The study is the first to examine the neuropsychological and intelligence differences of murderers who kill impulsively versus those who kill as the result of a premeditated strategic plan.
Among its findings:
- Compared to impulsive murderers, premeditated murderers are almost twice as likely to have a history of mood disorders or psychotic disorders — 61 percent versus 34 percent.
- Compared to predatory murderers, impulsive murderers are more likely to be developmentally disabled and have cognitive and intellectual impairments — 59 percent versus 36 percent.

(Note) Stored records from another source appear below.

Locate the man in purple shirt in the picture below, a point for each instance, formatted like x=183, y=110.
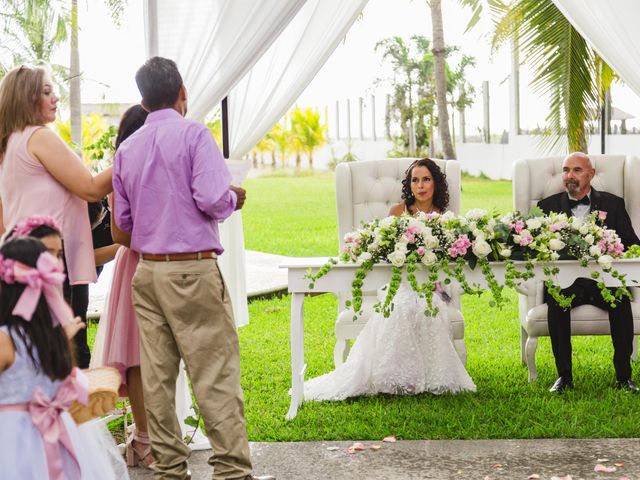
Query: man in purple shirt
x=171, y=188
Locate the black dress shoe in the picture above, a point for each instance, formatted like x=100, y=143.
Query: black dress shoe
x=627, y=385
x=562, y=384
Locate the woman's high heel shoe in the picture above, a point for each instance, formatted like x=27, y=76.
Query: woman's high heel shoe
x=139, y=450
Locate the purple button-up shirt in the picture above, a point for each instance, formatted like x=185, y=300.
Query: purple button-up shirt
x=171, y=186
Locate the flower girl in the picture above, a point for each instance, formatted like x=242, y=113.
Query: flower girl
x=38, y=382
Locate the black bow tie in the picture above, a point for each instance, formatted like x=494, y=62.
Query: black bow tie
x=584, y=201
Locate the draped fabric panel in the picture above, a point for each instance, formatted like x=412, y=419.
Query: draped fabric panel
x=264, y=95
x=214, y=42
x=611, y=27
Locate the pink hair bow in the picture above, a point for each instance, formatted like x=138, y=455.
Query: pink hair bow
x=45, y=415
x=45, y=279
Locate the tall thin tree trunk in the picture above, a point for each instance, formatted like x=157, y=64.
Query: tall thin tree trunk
x=75, y=102
x=441, y=81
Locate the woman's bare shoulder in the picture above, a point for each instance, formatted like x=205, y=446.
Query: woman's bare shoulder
x=397, y=209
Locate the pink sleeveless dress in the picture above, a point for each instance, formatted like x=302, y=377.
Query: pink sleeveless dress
x=27, y=188
x=121, y=348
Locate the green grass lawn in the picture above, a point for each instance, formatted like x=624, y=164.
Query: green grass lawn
x=296, y=216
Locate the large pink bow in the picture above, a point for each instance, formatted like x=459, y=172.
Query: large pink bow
x=45, y=279
x=45, y=415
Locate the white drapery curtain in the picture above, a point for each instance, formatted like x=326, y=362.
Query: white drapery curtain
x=264, y=95
x=611, y=27
x=214, y=43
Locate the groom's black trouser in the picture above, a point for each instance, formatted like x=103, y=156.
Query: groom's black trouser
x=586, y=292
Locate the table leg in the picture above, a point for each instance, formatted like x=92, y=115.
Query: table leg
x=298, y=366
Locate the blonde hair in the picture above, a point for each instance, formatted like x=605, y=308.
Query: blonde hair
x=20, y=92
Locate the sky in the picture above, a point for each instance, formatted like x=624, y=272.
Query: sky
x=110, y=55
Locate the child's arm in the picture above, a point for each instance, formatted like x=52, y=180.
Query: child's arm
x=7, y=352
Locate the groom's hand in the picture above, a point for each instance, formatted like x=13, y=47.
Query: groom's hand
x=241, y=193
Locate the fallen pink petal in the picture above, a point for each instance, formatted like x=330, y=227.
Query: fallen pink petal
x=603, y=469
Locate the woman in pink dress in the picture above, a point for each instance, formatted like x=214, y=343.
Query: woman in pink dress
x=41, y=175
x=121, y=347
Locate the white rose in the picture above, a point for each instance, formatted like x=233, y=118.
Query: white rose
x=386, y=222
x=534, y=223
x=431, y=242
x=397, y=258
x=605, y=261
x=481, y=249
x=429, y=258
x=556, y=244
x=447, y=216
x=576, y=223
x=364, y=256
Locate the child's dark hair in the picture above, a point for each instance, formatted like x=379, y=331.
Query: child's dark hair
x=47, y=346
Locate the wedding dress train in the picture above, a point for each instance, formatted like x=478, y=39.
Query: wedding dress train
x=406, y=353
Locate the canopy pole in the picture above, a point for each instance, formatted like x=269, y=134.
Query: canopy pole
x=225, y=128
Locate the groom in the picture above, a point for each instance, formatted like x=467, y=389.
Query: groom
x=171, y=188
x=579, y=199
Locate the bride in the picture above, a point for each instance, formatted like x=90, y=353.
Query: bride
x=408, y=352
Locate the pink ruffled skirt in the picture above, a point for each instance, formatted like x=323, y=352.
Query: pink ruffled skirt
x=121, y=348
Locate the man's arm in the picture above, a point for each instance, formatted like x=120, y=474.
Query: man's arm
x=121, y=206
x=211, y=180
x=624, y=227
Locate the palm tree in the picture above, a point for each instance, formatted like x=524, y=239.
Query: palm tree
x=309, y=130
x=566, y=69
x=32, y=30
x=439, y=54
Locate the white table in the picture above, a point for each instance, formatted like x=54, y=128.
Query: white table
x=340, y=277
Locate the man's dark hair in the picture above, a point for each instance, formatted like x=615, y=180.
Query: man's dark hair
x=159, y=83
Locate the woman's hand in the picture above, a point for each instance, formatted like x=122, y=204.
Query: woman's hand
x=73, y=326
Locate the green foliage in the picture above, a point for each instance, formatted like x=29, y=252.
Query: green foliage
x=566, y=69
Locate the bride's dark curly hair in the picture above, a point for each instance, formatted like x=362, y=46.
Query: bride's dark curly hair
x=441, y=190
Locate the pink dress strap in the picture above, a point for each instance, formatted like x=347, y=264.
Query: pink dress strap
x=27, y=188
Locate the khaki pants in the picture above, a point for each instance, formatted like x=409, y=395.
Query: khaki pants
x=184, y=310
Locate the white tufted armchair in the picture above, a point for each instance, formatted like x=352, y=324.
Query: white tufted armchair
x=366, y=190
x=538, y=178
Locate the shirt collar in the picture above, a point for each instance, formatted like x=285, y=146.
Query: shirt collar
x=162, y=114
x=570, y=197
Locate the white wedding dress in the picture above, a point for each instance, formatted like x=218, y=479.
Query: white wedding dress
x=405, y=354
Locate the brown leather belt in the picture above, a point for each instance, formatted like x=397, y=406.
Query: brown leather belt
x=177, y=257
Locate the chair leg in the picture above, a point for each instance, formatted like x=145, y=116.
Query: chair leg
x=523, y=342
x=340, y=351
x=461, y=350
x=530, y=351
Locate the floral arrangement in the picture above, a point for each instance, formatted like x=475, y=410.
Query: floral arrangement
x=443, y=244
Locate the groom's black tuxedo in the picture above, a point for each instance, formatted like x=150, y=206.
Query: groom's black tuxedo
x=587, y=293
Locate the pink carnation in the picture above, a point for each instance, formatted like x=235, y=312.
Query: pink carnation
x=557, y=226
x=526, y=239
x=28, y=225
x=518, y=226
x=459, y=247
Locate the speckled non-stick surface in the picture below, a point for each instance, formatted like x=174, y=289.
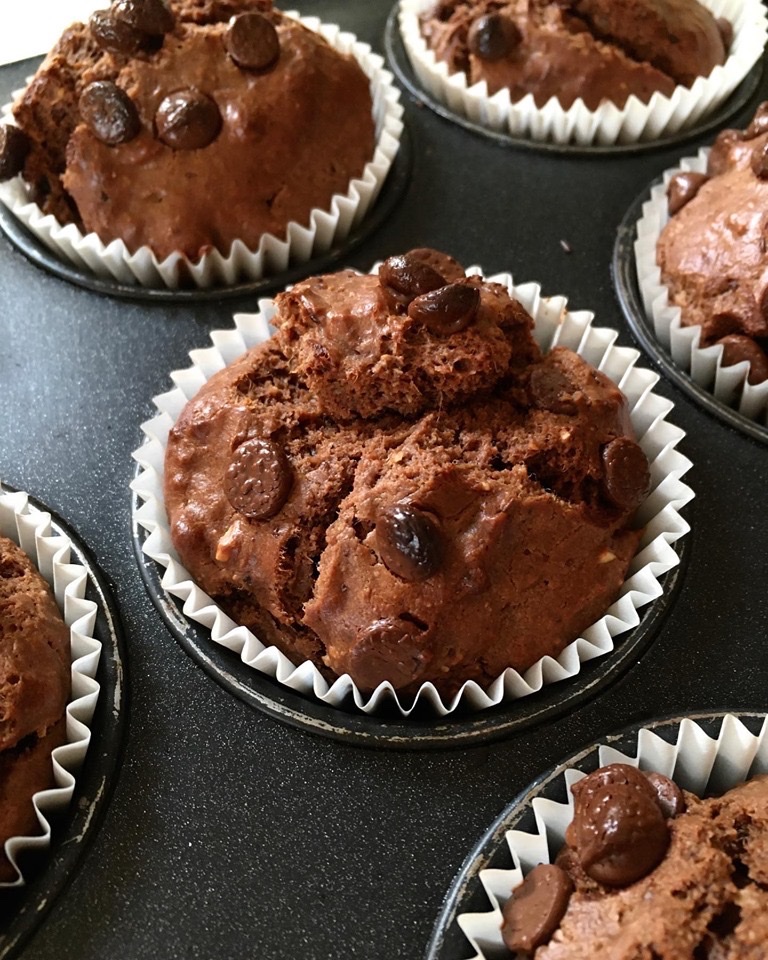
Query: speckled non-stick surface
x=230, y=834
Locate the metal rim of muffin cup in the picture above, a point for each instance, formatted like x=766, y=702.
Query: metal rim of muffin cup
x=705, y=752
x=66, y=252
x=642, y=321
x=554, y=324
x=455, y=89
x=101, y=671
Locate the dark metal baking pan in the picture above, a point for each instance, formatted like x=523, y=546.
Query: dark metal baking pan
x=23, y=909
x=458, y=729
x=401, y=66
x=628, y=292
x=466, y=894
x=42, y=256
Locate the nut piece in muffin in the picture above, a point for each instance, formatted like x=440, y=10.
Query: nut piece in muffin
x=649, y=870
x=596, y=50
x=186, y=127
x=713, y=251
x=398, y=486
x=34, y=689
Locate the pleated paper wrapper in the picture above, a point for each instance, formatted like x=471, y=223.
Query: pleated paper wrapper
x=696, y=761
x=608, y=125
x=659, y=515
x=31, y=529
x=728, y=384
x=274, y=255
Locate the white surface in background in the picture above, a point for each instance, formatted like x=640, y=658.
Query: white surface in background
x=31, y=27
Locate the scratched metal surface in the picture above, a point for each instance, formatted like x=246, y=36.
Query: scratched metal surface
x=229, y=834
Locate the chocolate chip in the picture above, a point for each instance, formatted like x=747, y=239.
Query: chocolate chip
x=390, y=650
x=258, y=479
x=551, y=390
x=187, y=120
x=669, y=796
x=446, y=310
x=14, y=147
x=726, y=32
x=114, y=35
x=737, y=347
x=408, y=542
x=147, y=16
x=621, y=834
x=493, y=36
x=405, y=277
x=682, y=188
x=759, y=123
x=252, y=41
x=109, y=112
x=759, y=161
x=627, y=478
x=448, y=268
x=719, y=159
x=536, y=907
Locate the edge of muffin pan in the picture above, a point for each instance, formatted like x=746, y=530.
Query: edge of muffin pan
x=400, y=62
x=704, y=752
x=266, y=679
x=91, y=611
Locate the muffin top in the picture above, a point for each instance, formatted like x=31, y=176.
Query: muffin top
x=596, y=50
x=184, y=128
x=712, y=252
x=398, y=486
x=649, y=871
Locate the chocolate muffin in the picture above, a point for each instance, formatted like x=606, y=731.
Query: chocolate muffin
x=712, y=252
x=34, y=689
x=649, y=871
x=186, y=127
x=596, y=50
x=398, y=486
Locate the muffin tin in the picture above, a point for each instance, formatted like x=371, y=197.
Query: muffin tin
x=230, y=834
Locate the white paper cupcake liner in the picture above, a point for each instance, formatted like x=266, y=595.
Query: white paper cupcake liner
x=659, y=514
x=31, y=529
x=728, y=384
x=302, y=242
x=608, y=125
x=696, y=762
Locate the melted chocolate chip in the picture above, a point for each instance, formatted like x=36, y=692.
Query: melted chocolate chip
x=390, y=650
x=759, y=123
x=627, y=478
x=150, y=17
x=536, y=907
x=621, y=834
x=726, y=32
x=759, y=161
x=446, y=310
x=405, y=277
x=187, y=120
x=109, y=112
x=115, y=35
x=408, y=542
x=448, y=268
x=669, y=796
x=252, y=41
x=14, y=147
x=493, y=36
x=551, y=390
x=258, y=479
x=737, y=347
x=682, y=188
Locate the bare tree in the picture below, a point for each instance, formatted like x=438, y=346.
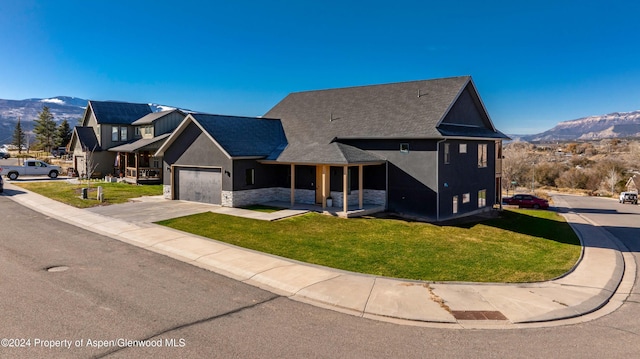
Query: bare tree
x=90, y=164
x=612, y=179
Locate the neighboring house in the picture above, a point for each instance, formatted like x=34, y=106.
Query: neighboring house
x=105, y=124
x=423, y=148
x=134, y=161
x=632, y=184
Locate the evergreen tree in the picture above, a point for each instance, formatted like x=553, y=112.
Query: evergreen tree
x=45, y=129
x=63, y=134
x=18, y=137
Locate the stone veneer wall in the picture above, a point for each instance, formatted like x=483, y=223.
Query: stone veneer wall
x=280, y=194
x=370, y=196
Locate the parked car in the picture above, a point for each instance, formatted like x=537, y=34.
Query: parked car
x=59, y=152
x=30, y=168
x=526, y=201
x=629, y=197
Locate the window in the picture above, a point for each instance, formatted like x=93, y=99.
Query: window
x=482, y=198
x=482, y=155
x=250, y=176
x=446, y=154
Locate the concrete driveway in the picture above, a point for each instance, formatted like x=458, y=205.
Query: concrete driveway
x=152, y=209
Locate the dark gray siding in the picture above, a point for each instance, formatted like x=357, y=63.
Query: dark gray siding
x=266, y=176
x=412, y=181
x=194, y=148
x=467, y=111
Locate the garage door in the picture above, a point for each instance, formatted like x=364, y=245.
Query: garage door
x=198, y=184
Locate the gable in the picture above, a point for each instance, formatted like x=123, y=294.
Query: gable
x=396, y=110
x=467, y=110
x=235, y=136
x=119, y=113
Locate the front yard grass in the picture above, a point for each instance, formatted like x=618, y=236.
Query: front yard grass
x=70, y=193
x=520, y=246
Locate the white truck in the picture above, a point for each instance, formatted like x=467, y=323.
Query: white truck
x=30, y=168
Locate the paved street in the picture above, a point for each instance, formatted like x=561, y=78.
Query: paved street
x=113, y=290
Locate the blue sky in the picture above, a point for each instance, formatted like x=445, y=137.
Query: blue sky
x=535, y=63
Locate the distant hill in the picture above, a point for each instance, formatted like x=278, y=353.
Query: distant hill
x=61, y=107
x=612, y=125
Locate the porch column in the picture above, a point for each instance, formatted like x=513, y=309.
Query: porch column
x=345, y=189
x=324, y=187
x=360, y=191
x=293, y=184
x=137, y=166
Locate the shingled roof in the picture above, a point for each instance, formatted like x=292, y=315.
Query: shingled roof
x=313, y=120
x=119, y=113
x=150, y=118
x=87, y=138
x=238, y=136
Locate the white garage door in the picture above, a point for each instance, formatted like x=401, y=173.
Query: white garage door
x=198, y=184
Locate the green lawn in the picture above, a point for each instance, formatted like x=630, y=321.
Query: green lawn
x=521, y=246
x=70, y=193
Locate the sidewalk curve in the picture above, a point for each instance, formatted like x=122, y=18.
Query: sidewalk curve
x=598, y=285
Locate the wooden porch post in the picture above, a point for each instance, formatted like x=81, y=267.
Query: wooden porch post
x=293, y=184
x=324, y=187
x=137, y=166
x=345, y=189
x=360, y=190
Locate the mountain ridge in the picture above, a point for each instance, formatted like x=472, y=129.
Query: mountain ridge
x=611, y=125
x=61, y=107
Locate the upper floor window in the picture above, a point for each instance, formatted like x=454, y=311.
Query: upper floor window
x=250, y=176
x=482, y=155
x=447, y=154
x=482, y=198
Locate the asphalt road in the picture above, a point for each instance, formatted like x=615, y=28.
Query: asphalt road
x=113, y=291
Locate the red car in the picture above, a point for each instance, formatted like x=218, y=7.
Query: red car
x=526, y=201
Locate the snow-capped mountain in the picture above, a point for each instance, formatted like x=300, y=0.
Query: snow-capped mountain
x=612, y=125
x=61, y=107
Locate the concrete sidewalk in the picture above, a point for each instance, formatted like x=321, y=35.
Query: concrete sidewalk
x=598, y=284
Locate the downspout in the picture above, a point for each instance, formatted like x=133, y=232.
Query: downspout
x=438, y=179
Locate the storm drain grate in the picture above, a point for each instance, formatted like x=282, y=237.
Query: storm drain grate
x=478, y=315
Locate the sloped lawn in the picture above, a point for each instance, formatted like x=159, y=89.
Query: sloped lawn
x=521, y=246
x=70, y=194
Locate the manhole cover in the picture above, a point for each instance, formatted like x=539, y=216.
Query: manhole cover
x=56, y=269
x=478, y=315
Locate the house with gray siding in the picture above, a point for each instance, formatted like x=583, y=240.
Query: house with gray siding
x=135, y=161
x=425, y=149
x=105, y=124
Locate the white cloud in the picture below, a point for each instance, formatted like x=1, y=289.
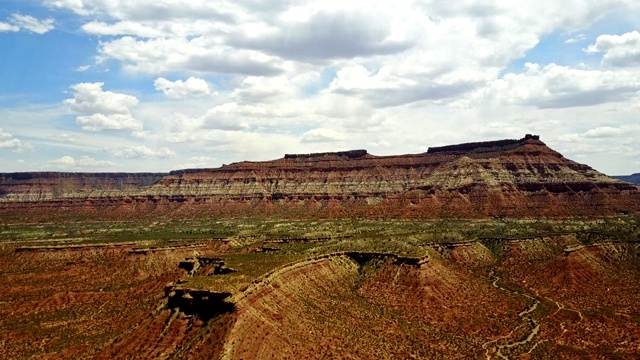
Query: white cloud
x=391, y=77
x=99, y=122
x=141, y=151
x=619, y=50
x=32, y=24
x=84, y=161
x=179, y=89
x=89, y=98
x=555, y=86
x=199, y=54
x=7, y=141
x=4, y=27
x=323, y=135
x=105, y=110
x=120, y=28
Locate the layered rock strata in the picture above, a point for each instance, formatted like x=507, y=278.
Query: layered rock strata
x=511, y=178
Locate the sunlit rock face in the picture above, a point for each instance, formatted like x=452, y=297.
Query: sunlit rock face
x=505, y=178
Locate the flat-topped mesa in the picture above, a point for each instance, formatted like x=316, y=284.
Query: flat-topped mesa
x=351, y=154
x=503, y=178
x=483, y=145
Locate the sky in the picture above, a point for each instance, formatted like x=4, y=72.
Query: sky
x=119, y=85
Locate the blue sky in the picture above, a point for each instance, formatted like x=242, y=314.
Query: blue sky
x=114, y=85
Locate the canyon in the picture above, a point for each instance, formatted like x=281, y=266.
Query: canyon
x=486, y=250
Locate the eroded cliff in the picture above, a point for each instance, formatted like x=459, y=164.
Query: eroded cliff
x=512, y=178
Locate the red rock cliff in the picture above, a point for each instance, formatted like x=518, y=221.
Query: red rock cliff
x=513, y=178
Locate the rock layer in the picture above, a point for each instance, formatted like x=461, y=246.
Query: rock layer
x=506, y=178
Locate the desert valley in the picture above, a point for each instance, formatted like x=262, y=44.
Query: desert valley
x=487, y=250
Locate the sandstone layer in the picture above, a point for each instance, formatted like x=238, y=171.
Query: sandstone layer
x=506, y=178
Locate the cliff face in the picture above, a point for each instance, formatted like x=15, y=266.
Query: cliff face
x=515, y=178
x=633, y=178
x=39, y=186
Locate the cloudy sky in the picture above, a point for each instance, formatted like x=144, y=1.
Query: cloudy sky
x=156, y=85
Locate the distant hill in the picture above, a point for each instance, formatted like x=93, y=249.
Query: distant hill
x=519, y=178
x=633, y=178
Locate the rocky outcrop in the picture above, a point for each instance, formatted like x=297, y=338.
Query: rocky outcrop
x=41, y=186
x=505, y=178
x=633, y=178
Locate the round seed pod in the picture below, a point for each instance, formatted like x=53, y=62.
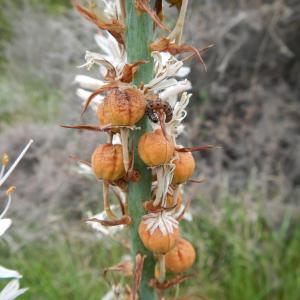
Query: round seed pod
x=154, y=149
x=181, y=257
x=107, y=162
x=157, y=241
x=184, y=167
x=122, y=107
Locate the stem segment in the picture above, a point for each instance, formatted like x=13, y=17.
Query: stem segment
x=138, y=36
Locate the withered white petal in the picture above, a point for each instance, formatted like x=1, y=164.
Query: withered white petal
x=164, y=220
x=4, y=225
x=8, y=273
x=13, y=166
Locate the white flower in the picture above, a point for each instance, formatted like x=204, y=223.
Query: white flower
x=164, y=220
x=4, y=225
x=104, y=230
x=5, y=176
x=11, y=290
x=7, y=273
x=112, y=59
x=170, y=94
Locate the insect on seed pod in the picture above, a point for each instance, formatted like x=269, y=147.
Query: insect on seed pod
x=159, y=232
x=154, y=149
x=181, y=257
x=107, y=162
x=184, y=167
x=122, y=107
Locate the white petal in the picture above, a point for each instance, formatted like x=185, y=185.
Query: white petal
x=170, y=94
x=2, y=180
x=11, y=290
x=87, y=82
x=7, y=273
x=4, y=225
x=183, y=71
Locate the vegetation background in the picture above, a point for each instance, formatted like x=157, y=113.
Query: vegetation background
x=246, y=225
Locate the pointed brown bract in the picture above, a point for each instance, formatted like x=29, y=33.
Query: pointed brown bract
x=164, y=44
x=129, y=70
x=115, y=27
x=143, y=6
x=104, y=88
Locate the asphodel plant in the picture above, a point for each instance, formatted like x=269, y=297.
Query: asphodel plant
x=140, y=103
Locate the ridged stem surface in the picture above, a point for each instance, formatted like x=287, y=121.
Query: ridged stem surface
x=139, y=34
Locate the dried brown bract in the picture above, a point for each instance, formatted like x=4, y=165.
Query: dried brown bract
x=164, y=44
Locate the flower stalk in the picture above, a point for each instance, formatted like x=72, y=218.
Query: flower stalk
x=138, y=37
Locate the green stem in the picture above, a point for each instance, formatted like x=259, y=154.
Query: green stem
x=138, y=37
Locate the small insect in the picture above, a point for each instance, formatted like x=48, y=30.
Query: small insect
x=153, y=108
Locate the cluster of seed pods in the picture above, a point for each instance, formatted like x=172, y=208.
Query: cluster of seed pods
x=159, y=228
x=123, y=106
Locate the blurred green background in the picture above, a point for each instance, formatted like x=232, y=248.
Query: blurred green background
x=245, y=216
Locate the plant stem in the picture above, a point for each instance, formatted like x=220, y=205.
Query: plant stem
x=138, y=37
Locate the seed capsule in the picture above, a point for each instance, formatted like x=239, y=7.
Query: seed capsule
x=184, y=167
x=181, y=257
x=107, y=162
x=122, y=107
x=154, y=149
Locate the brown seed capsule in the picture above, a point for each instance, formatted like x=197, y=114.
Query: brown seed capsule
x=181, y=257
x=157, y=241
x=184, y=167
x=107, y=162
x=122, y=107
x=154, y=149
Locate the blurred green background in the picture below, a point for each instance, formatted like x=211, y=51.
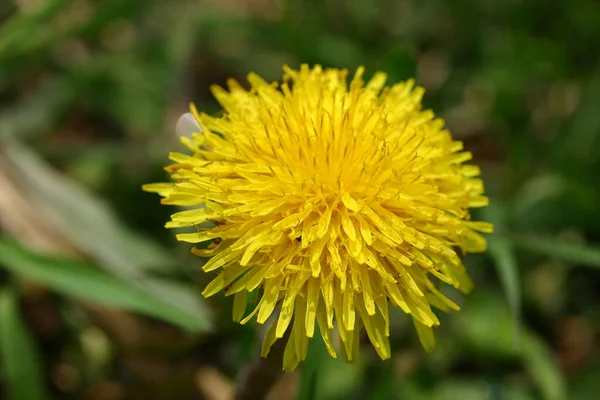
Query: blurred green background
x=98, y=301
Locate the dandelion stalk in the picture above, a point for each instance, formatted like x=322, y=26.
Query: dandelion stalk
x=258, y=378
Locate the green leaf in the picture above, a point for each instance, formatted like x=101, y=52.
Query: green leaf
x=92, y=226
x=577, y=253
x=484, y=326
x=20, y=360
x=543, y=368
x=309, y=369
x=82, y=281
x=503, y=253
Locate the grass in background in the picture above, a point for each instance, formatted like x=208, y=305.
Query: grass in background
x=89, y=95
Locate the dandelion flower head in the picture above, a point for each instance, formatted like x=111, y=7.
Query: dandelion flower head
x=331, y=200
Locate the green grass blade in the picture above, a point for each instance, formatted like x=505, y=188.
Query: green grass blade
x=82, y=281
x=554, y=248
x=503, y=253
x=20, y=360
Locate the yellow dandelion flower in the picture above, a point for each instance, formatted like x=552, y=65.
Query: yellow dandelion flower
x=330, y=199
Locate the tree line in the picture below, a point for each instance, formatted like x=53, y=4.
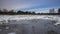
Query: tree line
x=19, y=12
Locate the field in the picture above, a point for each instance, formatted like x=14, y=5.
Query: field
x=30, y=24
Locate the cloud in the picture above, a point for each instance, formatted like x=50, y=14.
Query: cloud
x=28, y=4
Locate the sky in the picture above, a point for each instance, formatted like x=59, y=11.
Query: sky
x=29, y=5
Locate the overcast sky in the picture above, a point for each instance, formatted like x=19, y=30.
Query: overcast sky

- Nearly all of the impulsive murderers have a history of alcohol or drug abuse and/or were intoxicated at the time of the crime — 93 percent versus 76 percent of those who strategized about their crimes.
For the research, 77 murderers from typical prison populations in Illinois and Missouri were classified into the two groups (affective/impulsive and premeditated/predatory murderers).
Hanlon compared their performances on standardized measures of intelligence and neuropsychological tests of memory, attention and executive functions.
He then spent hours with each individual, administering series of tests to complete an evaluation.
“It’s important to try to learn as much as we can about the thought patterns and the psychopathology, neuropathology and mental disorders that tend to characterize the types of people committing these crimes,” he said.
“Ultimately, we may be able to increase our rates of prevention and also assist the courts, particularly helping judges and juries be more informed about the minds and the mental abnormalities of the people who commit these violent crimes.”